Le dossier est soumis à un autre CRRMP qui reconnaît qu’il existe « un certain nombre d’éléments en faveur d’une tendance entre la survenue de cette pathologie et l’exposition à ces différents toxiques », mais il ajoute : « Cependant la plupart des études épidémiologiques effectuées dans le secteur de l’industrie chimique et pétrolière ne permettent pas à ce jour d’établir une association significative entre lymphome non hodgkinien et activité professionnelle dans le milieu de la pétrochimie ».

Nous répondons alors que la pétrochimie comporte de multiples postes différents avec des expositions différentes et ce n’est pas parce que ne se dégagent pas pour l’ensemble des salariés des données probantes qu’il faut nier les expositions spécifiques qu’a subi la victime durant sa carrière.
Le tribunal nous donne raison malgré les deux avis des CRRMP défavorables. L’employeur fait appel. La Cour d’appel diligente une expertise qui conclut au lien entre entre le lymphome non hodgkinien et l’exposition aux solvants chlorés, notamment au trichloroéthylène.

Deuxième cas

Un salarié ayant travaillé dans l’industrie du nucléaire est atteint d’un lymphome non hodgkinien dont il est décède. Les expositions incriminées concernent essentiellement les solvants chlorés (trichloroéthylène) et le benzène.

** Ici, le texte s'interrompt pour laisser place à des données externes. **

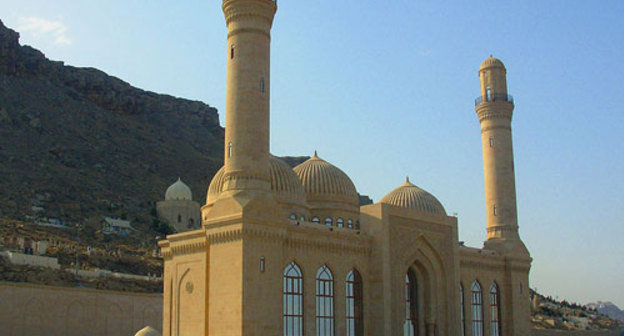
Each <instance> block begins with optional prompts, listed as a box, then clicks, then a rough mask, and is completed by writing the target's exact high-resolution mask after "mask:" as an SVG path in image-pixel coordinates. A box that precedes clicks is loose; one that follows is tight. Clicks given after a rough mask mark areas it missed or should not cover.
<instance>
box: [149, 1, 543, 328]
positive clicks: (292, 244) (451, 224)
mask: <svg viewBox="0 0 624 336" xmlns="http://www.w3.org/2000/svg"><path fill="white" fill-rule="evenodd" d="M222 7H223V12H224V14H225V20H226V23H227V28H228V36H227V59H228V61H227V89H226V90H227V92H226V126H227V127H226V129H225V148H224V152H223V154H224V158H225V164H224V166H223V168H221V169H220V170H219V171H218V173H217V174H216V175H215V176H214V178H213V180H212V182H211V183H210V185H209V187H208V193H207V199H206V204H205V205H204V206H202V207H201V228H198V229H196V230H190V231H187V232H182V233H178V234H175V235H170V236H168V237H167V239H166V240H164V241H161V242H160V246H161V249H162V254H163V257H164V260H165V266H164V284H163V286H164V298H163V299H164V302H163V335H167V336H173V335H175V336H182V335H193V336H197V335H227V336H238V335H244V336H252V335H253V336H260V335H263V336H264V335H284V336H301V335H318V336H333V335H347V336H359V335H371V336H373V335H374V336H381V335H386V336H390V335H393V336H399V335H405V336H412V335H426V336H434V335H435V336H438V335H440V336H441V335H444V336H451V335H452V336H457V335H461V336H464V335H466V336H467V335H471V336H483V335H487V336H490V335H491V336H501V335H504V336H511V335H515V336H524V335H530V334H531V330H530V322H529V318H530V311H529V305H530V303H529V283H528V281H529V277H528V276H529V270H530V267H531V260H532V259H531V257H530V255H529V252H528V250H527V248H526V247H525V245H524V243H523V242H522V240H521V239H520V236H519V235H518V224H517V214H516V191H515V177H514V163H513V151H512V136H511V119H512V113H513V109H514V102H513V99H512V97H511V96H510V95H508V94H507V83H506V69H505V66H504V65H503V63H502V62H501V61H500V60H498V59H496V58H493V57H490V58H487V59H486V60H485V61H484V62H483V64H481V67H480V68H479V71H478V74H479V78H480V83H481V95H480V97H479V98H478V99H477V100H476V103H475V110H476V114H477V117H478V119H479V122H480V124H481V139H482V145H483V164H484V175H485V195H486V197H485V199H486V204H485V208H486V211H487V226H486V229H487V240H486V241H485V243H484V246H483V248H470V247H466V246H463V245H462V244H461V243H460V242H459V241H458V233H457V231H458V229H457V225H458V224H457V218H456V217H454V216H448V215H447V213H446V211H445V209H444V207H443V205H442V204H441V203H440V202H439V201H438V200H437V199H436V198H435V196H433V195H432V194H430V193H428V192H427V191H425V190H423V189H421V188H419V187H417V186H416V185H414V184H412V183H411V182H410V181H409V180H406V181H405V183H403V184H401V185H400V186H398V187H397V188H396V189H394V190H392V191H390V192H389V193H388V194H387V195H386V196H385V197H383V198H382V199H381V200H380V201H379V202H377V203H374V204H370V205H365V206H359V203H358V194H357V190H356V188H355V186H354V184H353V182H352V181H351V179H350V178H349V177H348V176H347V175H346V174H345V173H344V172H343V171H342V170H340V169H339V168H338V167H336V166H334V165H332V164H331V163H329V162H327V161H326V160H324V159H323V158H321V157H319V156H318V155H316V154H315V155H314V156H313V157H312V158H310V159H309V160H307V161H306V162H303V163H302V164H300V165H299V166H297V167H295V168H294V169H292V168H291V167H290V166H288V165H287V164H286V163H284V162H282V161H281V160H280V159H278V158H276V157H274V156H272V155H271V154H270V151H269V94H270V78H269V74H270V71H269V66H270V56H269V55H270V40H271V26H272V22H273V18H274V15H275V12H276V10H277V3H276V1H275V0H223V3H222Z"/></svg>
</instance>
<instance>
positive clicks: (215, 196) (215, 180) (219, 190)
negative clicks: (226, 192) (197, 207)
mask: <svg viewBox="0 0 624 336" xmlns="http://www.w3.org/2000/svg"><path fill="white" fill-rule="evenodd" d="M223 174H225V166H223V167H221V168H219V170H217V172H216V173H215V175H214V176H213V177H212V181H210V185H209V186H208V194H207V195H206V204H212V203H214V201H216V200H217V197H219V194H220V193H221V190H223V182H224V181H225V180H224V179H223Z"/></svg>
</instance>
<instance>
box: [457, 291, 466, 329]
mask: <svg viewBox="0 0 624 336" xmlns="http://www.w3.org/2000/svg"><path fill="white" fill-rule="evenodd" d="M459 309H460V310H461V312H460V314H461V318H462V322H461V323H462V325H461V331H462V333H461V336H466V308H465V305H464V285H463V284H462V283H461V282H460V283H459Z"/></svg>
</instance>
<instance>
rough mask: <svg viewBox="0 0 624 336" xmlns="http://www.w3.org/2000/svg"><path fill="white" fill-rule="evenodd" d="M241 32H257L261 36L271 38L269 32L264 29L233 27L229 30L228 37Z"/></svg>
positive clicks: (256, 32)
mask: <svg viewBox="0 0 624 336" xmlns="http://www.w3.org/2000/svg"><path fill="white" fill-rule="evenodd" d="M242 33H251V34H259V35H262V36H266V37H267V38H268V39H271V34H270V33H269V32H267V31H266V30H263V29H260V28H238V29H234V30H231V31H230V32H229V33H228V38H230V37H233V36H236V35H238V34H242Z"/></svg>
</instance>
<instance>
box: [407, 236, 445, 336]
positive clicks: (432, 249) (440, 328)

Le premier CRRMP conclut que les données actuelles de la science ne permettent pas de retenir l’existence d’un lien de causalité direct et essentiel. Dans la procédure devant le TASS le dossier est soumis à l’avis d’un autre CRRMP qui donne également un avis défavorable avec comme motif que « les données bibliographiques actuelles ne permettent pas de considérer comme professionnel les lymphomes d’origine multifactorielle ».

Nous faisons une réponse circonstanciée en nous appuyant sur les données du Centre international de recherche contre le cancer (CIRC) qui en 2012 admet une association positive entre l’exposition au benzène et le lymphome non hodgkinien et en 2013 entre l’exposition au trichloroéthylène et le risque de lymphome non hodgkinien.

Le tribunal diligente alors un troisième CRRMP qui conclut à un lien direct et essentiel entre la pathologie dont est décédé la victime et son activité professionnelle : « Il y a des preuves épidémiologiques suffisantes d’un excès de risque de lymphome non hodgkinien tous types confondus, associé à l’exposition au trichloroéthylène et les données disponibles sont en faveur du caractère causal de cette association ».